If presidents had the power to turn our national economy around, why didn't Jimmy Carter do it in the 1970s instead of allowing the quagmire that Ronald Reagan inherited to transpire? If presidents can do so much and be so powerful, why didn't President Bill Clinton alter the direction of the economy at the end of his second term of office?

In 2000, George W. Bush inherited what was rightly Clinton's recession, but the biased mainstream media and the Democrat politicians quickly blamed the weakening economy on Bush. Today, with the Democrats having been in control since 2006 as far as spending, none of what has taken place since Obama's nomination and election has stuck to him; it's still being blamed on Bush.

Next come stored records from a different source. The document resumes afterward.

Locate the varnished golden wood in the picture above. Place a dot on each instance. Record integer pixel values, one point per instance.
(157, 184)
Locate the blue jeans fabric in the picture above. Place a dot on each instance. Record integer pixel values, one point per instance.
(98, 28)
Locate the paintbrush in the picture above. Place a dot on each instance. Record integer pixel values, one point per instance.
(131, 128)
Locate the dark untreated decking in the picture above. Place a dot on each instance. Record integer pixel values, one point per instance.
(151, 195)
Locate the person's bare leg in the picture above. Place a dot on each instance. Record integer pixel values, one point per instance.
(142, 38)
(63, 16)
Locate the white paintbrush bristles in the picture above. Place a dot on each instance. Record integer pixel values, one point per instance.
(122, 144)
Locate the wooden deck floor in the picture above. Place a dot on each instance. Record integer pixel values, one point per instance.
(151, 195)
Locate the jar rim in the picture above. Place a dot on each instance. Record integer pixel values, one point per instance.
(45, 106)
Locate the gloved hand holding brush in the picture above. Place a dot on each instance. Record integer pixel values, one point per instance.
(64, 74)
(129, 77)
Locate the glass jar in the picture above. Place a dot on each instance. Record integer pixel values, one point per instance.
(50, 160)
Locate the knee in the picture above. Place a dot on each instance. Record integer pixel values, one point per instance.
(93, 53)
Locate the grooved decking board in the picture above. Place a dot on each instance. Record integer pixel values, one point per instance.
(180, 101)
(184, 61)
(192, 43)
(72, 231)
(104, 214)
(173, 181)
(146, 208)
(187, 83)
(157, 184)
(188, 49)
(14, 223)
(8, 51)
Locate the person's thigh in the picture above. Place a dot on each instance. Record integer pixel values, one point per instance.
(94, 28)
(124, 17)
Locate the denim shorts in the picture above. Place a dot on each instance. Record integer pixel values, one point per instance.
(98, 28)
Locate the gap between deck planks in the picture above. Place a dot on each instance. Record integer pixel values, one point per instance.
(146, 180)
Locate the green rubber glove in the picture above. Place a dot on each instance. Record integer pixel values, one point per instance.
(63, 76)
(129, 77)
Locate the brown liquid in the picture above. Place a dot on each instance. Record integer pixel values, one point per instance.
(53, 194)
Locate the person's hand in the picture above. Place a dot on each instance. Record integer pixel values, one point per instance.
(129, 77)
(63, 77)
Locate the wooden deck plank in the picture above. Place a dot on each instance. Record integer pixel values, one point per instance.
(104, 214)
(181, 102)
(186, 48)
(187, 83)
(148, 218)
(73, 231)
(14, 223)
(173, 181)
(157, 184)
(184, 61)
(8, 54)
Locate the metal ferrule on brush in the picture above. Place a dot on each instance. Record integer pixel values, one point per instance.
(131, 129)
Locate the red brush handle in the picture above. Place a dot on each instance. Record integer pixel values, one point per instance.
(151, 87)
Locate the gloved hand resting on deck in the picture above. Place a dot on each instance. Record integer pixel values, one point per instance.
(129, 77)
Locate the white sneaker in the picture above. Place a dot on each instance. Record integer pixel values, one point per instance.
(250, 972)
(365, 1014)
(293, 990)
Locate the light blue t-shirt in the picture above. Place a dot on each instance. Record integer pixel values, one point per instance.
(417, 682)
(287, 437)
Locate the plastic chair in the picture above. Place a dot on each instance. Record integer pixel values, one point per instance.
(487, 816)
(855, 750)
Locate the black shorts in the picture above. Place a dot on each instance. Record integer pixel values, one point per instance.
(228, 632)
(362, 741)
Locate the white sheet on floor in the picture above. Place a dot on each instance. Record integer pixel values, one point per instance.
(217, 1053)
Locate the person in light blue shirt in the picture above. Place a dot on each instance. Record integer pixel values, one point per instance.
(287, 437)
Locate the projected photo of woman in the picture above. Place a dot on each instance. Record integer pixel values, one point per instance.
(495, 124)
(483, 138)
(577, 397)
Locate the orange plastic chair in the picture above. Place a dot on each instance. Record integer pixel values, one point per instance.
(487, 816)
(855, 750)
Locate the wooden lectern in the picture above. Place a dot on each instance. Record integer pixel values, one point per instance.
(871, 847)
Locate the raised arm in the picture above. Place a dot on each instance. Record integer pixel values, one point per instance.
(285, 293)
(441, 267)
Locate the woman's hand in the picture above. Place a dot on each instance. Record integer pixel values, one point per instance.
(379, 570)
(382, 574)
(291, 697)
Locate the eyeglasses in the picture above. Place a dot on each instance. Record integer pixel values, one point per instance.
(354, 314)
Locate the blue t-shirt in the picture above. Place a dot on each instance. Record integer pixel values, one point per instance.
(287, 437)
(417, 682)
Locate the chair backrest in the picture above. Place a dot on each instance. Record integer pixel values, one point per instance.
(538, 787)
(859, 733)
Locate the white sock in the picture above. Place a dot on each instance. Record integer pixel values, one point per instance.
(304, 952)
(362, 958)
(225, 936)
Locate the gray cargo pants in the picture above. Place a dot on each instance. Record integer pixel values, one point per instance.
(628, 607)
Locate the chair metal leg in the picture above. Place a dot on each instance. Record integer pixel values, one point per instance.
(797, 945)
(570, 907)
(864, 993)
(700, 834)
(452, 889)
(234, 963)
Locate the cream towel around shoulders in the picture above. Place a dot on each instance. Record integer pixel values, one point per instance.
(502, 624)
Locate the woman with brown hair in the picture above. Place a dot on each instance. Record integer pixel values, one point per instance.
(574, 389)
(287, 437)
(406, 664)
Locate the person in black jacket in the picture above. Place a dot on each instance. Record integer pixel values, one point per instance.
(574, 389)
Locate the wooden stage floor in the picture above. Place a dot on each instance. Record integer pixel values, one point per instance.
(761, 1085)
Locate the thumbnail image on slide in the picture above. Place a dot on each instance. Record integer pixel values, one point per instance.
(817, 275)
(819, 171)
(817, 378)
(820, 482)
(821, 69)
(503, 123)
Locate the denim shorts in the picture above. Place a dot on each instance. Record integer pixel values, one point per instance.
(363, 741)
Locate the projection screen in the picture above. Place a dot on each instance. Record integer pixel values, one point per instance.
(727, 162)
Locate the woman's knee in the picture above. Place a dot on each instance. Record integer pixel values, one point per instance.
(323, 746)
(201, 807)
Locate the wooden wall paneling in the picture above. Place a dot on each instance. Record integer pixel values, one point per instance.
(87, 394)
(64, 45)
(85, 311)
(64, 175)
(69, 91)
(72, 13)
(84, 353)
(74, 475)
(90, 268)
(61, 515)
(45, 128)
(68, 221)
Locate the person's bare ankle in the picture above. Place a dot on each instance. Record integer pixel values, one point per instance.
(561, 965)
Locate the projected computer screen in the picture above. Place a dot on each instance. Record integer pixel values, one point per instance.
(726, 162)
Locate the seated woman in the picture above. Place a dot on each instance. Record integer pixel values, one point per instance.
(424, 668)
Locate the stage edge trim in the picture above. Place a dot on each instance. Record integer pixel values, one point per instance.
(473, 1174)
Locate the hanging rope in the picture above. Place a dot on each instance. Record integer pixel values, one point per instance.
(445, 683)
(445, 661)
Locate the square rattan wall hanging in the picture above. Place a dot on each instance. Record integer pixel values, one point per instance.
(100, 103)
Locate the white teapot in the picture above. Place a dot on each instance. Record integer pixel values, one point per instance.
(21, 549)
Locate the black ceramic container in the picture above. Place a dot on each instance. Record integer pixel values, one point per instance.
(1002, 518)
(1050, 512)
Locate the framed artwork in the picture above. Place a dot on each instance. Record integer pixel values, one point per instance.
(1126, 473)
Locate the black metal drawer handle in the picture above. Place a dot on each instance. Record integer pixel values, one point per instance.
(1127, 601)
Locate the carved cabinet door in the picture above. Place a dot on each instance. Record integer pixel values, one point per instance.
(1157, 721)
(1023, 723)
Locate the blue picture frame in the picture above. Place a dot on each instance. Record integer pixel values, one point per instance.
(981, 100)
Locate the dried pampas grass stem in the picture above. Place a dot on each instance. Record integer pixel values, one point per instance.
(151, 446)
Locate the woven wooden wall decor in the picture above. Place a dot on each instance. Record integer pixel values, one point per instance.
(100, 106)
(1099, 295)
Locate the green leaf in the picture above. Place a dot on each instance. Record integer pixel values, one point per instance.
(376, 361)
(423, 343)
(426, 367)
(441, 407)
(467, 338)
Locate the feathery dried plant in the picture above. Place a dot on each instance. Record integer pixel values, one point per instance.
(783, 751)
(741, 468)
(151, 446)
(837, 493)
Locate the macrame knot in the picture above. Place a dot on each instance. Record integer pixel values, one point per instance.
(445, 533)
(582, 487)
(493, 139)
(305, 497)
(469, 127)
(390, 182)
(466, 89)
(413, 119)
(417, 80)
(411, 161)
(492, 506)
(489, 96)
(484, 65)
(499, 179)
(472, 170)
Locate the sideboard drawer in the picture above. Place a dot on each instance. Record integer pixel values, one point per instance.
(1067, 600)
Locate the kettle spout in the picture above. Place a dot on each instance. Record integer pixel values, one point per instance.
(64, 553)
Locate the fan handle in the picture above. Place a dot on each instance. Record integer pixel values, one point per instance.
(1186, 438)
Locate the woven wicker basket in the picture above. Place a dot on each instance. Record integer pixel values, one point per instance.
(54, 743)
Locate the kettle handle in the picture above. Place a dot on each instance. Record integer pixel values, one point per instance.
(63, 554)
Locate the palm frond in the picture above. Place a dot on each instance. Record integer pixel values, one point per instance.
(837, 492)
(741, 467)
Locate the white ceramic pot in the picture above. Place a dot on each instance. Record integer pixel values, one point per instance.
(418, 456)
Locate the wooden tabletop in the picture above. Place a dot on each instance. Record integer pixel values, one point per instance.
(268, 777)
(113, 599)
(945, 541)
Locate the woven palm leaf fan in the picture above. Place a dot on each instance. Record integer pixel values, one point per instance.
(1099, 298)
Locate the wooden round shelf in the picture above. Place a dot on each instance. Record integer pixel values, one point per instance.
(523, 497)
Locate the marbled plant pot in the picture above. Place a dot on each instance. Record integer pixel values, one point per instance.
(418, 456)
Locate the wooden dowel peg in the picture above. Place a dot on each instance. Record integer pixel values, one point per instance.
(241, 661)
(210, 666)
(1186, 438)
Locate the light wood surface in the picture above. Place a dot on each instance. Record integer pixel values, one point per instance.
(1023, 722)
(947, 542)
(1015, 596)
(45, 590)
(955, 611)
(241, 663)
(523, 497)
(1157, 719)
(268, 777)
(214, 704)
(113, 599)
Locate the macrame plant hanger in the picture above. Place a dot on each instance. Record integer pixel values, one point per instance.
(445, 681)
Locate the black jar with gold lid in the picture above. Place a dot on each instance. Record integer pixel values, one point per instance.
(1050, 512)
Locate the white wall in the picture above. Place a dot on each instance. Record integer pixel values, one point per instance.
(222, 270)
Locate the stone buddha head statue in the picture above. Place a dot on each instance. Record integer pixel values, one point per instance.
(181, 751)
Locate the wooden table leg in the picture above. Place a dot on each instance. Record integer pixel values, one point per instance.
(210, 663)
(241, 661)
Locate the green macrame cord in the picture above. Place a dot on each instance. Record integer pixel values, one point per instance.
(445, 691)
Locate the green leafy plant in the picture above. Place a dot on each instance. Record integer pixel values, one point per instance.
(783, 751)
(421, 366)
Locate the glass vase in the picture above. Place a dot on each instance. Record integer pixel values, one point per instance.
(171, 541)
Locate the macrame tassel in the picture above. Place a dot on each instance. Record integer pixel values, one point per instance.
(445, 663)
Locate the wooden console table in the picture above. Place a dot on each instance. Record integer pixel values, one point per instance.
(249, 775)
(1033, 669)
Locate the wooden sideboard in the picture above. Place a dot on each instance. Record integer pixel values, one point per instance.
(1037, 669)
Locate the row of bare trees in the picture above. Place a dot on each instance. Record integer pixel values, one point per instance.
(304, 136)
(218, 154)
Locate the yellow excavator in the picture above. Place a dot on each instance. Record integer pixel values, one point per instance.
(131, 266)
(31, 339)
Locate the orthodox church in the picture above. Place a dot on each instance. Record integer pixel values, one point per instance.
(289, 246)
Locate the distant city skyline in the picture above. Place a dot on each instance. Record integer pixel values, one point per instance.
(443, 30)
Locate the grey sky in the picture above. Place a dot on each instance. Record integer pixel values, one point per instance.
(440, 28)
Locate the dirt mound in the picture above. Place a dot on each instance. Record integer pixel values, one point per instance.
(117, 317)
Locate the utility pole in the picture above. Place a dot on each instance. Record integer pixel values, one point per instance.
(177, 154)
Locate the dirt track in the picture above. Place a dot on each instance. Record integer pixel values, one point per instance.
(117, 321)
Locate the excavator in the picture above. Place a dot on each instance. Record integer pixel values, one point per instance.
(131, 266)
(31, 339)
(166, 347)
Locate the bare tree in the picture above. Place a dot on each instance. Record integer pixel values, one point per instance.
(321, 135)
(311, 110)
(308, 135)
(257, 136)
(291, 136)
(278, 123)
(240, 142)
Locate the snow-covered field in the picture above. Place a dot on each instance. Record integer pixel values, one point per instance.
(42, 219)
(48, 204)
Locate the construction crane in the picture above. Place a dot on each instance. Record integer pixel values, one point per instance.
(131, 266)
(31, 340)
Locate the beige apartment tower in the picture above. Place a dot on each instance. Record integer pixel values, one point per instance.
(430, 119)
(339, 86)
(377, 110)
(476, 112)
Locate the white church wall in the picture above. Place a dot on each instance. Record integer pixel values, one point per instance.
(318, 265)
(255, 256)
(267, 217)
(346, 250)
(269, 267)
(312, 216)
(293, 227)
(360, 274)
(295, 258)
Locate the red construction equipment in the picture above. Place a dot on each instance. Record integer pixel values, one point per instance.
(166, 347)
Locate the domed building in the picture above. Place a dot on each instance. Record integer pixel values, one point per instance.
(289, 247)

I find it dazzling that the stream can flow in both directions simultaneously.

Much of this gigantic problem actually began in 1977 when Jimmy Carter who with the aid of the Democratic legislature enacted the Community Reinvestment Act (CRA), which forced financial institutions to lend mortgage money to questionable applicants who lived in questionable neighborhoods, all in the name of "Affordable Housing." FannieMae and FreddieMac guaranteed a lot of that money and you can see where that got us. Now today, it's more precious tax dollars going to bail out some of those mortgage loans.

Ignoring early warnings from the Bush Administration and even Senator John McCain, Democrat politicians Barney Frank and Chris Dodd, with the support of the Congressional Black Caucus claimed that these two financial institutions were lily-white in their dealings. Today those two gentlemen chair important legislative committees overseeing our economy and contribute greatly to Obama's economic policy. Talk about the foxes gaurding the hen house.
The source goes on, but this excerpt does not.